Wednesday, May 02, 2012

Google News + Google Translate could be much better

Google News is one of many Google Technologies that I love. Everyday I check both the US version and the HK version. Google Translate is another fantastic service, even if the lack of a free API is a bit short sighted in my mind.

Imagine my disappointment, when Google News US clustered a Chinese article poorly.
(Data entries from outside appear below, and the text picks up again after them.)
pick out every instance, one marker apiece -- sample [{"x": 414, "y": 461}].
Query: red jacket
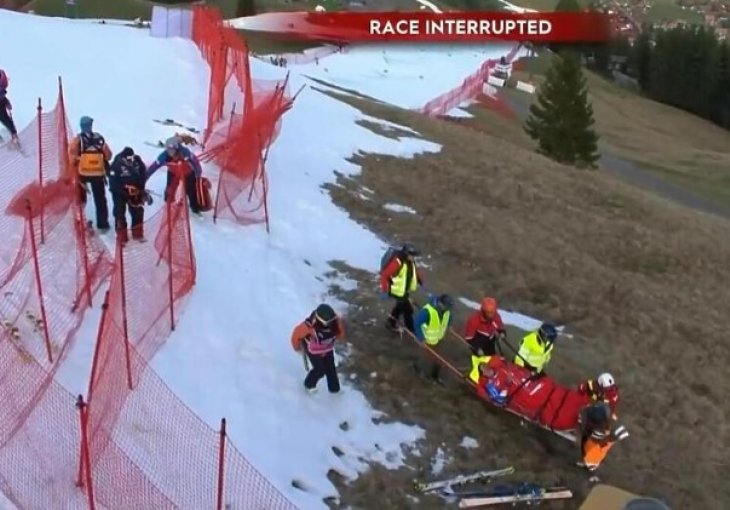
[
  {"x": 478, "y": 324},
  {"x": 591, "y": 388},
  {"x": 391, "y": 270}
]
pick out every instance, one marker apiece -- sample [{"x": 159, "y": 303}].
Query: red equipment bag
[{"x": 202, "y": 192}]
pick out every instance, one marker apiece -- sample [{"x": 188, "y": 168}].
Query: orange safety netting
[
  {"x": 140, "y": 435},
  {"x": 243, "y": 120},
  {"x": 49, "y": 270},
  {"x": 134, "y": 444},
  {"x": 470, "y": 88}
]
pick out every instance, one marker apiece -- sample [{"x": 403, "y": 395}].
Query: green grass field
[
  {"x": 669, "y": 10},
  {"x": 680, "y": 147}
]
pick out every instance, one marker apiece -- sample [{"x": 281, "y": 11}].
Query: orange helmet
[{"x": 489, "y": 306}]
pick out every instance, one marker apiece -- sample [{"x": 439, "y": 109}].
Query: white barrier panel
[
  {"x": 171, "y": 22},
  {"x": 497, "y": 82},
  {"x": 525, "y": 87}
]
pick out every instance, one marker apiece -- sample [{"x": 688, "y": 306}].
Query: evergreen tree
[
  {"x": 561, "y": 120},
  {"x": 721, "y": 87}
]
Click through the image below to see the grey "translate" button next to the text "From China".



That article is about a Chinese Badminton player, Chen Jin, getting the last spot at the London Olympics. The news cluster is about activist Chen Guangcheng, a blind, self-taught human rights lawyer, escaping prison and getting to the U.S. embassy. (He has since left the U.S. embassy).

Mis-classified news article does appear fairly frequently in Google News. Had the mis-classified article been in English, I would probably have just ignored it.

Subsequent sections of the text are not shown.